However, the sharing of cases internationally may encounter limitations such as the availability and accessibility of shared cases can vary. Some institutions or educators may have limited resources or restrictions on sharing cases due to institutional policies or legal constraints. Thus, the pool of patients may become unbalance of locality. Communication and cooperation may resolve the restrictions but it depends on the actual scenarios.

Rare cases sharing.

We consider that some medical cases are rare such as water allergy, some urgent cases, and some international cases may not be able to let students study with bedside teaching. For rare cases, we cannot ask all the medical students to attend since the patient needs to have a good rest, and the patient will be discharged when she is getting better. Moreover, for urgent cases such as appendicitis, in most situations, the patient will be sent to the operation room directly and it is impossible to let students study with bedside teaching. When the students can reach the patient, the situation becomes stable.

When it comes to sharing rare medical cases, addressing privacy concerns becomes more complex compared to sharing common or localized cases. The limited pool of patients with rare conditions poses challenges in maintaining anonymity while providing valuable medical information. In such cases, additional precautions are necessary to protect patient privacy.

Sharing rare cases may involve a smaller number of patients who have experienced similar conditions. This makes it easier to identify individuals based on their unique circumstances. Even if personal identifiers are removed, the combination of rare medical details and additional information, such as family history or minor medical history, could potentially narrow down the choice of the patient’s actual identity. Therefore, a well-designed approach is required to ensure privacy is maintained while sharing these cases. To enhance privacy, it may be necessary to encapsulate or generalize certain aspects of the case. Minor details or specific patient information can be modified or omitted to further protect patient identities. By carefully considering the level of detail provided and anonymizing any identifying information, the privacy of rare case patients can be safeguarded while still allowing for the sharing of valuable medical knowledge.

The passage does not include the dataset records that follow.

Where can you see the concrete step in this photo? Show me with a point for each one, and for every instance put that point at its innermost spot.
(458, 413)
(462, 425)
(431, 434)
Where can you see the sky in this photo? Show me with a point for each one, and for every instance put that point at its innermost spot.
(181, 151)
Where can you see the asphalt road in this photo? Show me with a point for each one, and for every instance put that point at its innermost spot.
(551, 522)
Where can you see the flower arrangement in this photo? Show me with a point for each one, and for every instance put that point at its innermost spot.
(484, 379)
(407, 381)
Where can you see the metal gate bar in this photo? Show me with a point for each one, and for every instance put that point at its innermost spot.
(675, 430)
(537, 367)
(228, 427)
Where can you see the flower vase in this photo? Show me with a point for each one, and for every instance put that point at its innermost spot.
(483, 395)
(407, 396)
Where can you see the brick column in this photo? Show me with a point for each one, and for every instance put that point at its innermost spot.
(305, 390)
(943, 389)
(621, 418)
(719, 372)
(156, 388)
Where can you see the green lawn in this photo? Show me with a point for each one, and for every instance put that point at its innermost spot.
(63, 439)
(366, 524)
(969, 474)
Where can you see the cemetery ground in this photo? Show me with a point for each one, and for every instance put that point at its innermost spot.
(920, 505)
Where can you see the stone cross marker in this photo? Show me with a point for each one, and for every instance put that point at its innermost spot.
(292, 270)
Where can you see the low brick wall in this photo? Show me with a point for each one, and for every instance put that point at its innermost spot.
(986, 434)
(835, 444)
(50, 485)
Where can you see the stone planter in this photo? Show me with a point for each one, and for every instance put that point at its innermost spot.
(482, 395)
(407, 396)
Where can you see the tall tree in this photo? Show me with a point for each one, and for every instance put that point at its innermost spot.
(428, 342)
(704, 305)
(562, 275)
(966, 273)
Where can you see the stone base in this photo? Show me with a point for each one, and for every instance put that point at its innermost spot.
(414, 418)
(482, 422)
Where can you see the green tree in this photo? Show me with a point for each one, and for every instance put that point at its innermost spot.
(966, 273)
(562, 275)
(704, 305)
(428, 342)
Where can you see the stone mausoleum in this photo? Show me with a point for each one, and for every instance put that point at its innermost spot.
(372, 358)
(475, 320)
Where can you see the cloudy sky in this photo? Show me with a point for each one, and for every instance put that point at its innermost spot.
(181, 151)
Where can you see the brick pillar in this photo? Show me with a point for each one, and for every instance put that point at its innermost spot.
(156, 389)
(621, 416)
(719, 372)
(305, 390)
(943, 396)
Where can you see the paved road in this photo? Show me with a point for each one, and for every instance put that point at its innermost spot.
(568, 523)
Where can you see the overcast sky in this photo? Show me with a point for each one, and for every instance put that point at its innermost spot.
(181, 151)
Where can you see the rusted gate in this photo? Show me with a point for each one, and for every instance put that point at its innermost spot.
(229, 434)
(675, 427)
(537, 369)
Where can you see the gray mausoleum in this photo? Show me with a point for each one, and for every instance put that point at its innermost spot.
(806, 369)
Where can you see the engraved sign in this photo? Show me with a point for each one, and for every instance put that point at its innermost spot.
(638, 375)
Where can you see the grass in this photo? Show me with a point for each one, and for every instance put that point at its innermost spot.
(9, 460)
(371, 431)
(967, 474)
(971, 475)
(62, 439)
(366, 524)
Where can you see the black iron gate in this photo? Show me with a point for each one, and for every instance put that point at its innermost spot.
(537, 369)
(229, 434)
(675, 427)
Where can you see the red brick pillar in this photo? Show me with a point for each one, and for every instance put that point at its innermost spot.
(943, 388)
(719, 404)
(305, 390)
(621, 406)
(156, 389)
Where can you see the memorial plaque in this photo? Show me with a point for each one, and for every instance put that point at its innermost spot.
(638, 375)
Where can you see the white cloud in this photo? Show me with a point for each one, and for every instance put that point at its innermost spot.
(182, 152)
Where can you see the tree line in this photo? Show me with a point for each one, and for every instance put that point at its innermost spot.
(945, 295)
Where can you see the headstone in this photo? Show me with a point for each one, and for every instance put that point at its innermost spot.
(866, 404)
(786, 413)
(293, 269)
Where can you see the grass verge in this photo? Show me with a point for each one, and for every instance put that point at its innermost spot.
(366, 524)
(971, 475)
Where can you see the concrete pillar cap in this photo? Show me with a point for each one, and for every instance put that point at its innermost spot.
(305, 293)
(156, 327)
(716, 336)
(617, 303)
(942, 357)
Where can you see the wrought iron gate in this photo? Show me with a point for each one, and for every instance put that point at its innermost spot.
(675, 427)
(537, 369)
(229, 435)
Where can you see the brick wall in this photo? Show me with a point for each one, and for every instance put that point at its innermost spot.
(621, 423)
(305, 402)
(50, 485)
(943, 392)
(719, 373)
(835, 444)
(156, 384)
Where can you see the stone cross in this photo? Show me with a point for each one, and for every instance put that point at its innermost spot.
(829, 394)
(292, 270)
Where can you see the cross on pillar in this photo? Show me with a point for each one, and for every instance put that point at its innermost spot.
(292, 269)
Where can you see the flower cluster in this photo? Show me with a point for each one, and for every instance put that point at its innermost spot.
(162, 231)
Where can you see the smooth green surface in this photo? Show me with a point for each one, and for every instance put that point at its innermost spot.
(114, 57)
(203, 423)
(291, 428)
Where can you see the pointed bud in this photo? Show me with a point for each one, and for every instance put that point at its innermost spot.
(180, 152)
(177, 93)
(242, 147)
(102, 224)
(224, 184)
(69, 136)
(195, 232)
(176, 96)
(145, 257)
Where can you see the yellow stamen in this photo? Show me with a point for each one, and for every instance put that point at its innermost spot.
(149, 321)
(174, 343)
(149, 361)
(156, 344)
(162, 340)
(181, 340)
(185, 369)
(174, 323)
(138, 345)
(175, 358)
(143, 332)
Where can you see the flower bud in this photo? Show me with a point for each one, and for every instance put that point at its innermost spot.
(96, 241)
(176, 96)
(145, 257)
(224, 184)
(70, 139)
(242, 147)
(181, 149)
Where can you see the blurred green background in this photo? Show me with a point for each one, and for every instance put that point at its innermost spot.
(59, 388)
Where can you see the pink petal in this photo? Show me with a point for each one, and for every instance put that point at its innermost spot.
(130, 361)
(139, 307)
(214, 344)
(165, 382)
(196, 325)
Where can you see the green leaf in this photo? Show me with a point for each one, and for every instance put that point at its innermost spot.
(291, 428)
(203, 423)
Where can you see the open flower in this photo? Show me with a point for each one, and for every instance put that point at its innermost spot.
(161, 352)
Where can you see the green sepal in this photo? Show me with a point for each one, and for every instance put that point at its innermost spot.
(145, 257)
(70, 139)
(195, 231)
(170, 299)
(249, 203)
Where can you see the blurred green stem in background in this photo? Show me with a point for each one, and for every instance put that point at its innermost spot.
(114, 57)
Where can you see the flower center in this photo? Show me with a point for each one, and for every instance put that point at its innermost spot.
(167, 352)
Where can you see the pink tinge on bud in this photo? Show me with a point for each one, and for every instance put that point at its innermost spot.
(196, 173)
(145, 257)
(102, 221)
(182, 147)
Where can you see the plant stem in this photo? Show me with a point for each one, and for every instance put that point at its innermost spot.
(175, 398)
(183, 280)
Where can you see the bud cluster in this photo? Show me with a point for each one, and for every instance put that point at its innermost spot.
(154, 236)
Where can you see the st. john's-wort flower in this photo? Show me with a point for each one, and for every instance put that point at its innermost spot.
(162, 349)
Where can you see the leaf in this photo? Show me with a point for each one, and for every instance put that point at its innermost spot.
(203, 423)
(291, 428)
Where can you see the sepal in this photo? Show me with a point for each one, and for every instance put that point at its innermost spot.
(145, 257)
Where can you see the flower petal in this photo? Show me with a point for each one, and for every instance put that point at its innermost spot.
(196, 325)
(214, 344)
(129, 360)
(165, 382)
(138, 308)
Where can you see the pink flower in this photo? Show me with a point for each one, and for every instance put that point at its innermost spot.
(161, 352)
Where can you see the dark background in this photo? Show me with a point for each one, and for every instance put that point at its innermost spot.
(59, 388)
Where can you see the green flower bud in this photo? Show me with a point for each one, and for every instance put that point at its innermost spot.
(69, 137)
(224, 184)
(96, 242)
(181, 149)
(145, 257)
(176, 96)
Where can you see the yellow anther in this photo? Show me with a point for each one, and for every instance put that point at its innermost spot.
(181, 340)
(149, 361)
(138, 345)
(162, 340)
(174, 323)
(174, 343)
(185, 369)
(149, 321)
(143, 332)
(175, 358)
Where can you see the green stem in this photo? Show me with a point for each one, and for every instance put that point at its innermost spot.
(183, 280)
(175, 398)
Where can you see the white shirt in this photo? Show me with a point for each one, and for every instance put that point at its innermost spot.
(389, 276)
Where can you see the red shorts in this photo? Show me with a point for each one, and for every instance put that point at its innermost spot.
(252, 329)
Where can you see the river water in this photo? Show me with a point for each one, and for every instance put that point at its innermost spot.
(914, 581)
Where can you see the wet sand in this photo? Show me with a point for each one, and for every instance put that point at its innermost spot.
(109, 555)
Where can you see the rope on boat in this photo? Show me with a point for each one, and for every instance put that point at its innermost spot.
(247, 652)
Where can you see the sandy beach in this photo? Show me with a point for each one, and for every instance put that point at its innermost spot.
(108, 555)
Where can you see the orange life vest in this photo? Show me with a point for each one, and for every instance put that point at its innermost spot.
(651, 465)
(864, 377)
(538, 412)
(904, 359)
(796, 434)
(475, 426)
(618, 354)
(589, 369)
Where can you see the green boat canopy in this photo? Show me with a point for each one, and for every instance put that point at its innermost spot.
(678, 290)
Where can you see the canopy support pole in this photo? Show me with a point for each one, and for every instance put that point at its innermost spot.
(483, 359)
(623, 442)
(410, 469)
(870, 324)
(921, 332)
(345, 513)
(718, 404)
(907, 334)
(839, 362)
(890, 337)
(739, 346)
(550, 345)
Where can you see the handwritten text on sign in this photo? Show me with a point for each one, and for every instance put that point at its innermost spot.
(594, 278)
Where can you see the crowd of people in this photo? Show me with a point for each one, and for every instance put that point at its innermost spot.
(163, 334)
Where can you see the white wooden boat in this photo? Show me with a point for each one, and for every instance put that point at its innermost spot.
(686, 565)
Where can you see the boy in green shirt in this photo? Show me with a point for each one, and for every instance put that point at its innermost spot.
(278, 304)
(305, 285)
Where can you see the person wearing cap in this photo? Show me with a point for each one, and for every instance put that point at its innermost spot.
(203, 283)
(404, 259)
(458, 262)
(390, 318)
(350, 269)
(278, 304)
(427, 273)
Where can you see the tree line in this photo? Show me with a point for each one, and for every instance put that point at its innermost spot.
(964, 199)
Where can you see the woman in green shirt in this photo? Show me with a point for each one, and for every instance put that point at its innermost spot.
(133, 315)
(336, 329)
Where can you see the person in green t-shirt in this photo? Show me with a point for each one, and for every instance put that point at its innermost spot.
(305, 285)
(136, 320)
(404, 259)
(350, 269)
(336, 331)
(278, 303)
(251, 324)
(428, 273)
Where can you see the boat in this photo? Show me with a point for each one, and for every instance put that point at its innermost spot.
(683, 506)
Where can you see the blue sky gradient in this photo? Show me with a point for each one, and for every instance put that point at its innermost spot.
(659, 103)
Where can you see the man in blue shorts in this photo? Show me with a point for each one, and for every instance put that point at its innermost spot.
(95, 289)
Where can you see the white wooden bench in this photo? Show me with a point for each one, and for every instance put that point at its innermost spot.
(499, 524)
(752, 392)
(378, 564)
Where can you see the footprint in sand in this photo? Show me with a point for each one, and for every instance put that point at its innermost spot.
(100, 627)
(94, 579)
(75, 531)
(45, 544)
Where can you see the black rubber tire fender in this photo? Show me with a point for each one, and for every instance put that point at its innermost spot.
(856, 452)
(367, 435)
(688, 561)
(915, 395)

Moreover, obtaining informed consent from patients is crucial in sharing rare cases. Patients should be fully informed about the purpose and potential risks of sharing their medical information. The risk of disclosing their identity during the virtual bedside teaching should be clearly stated. They need to understand how their data will be used and the measures in place to protect their privacy. Consent should be obtained prior to sharing any case information, ensuring that patients have the opportunity to make an informed decision about their participation in knowledge sharing initiatives. Moreover, the level of detail provided or encapsulation can be discussed with the patients accordingly.

Comparison between two versions of Bennie and the chats

We illustrate the comparisons between the findings we received in this research and the findings from the research on the previous version of chatbot [17]. Note that only the possibility of enhancing the learning efficacy and experience is considered in [17].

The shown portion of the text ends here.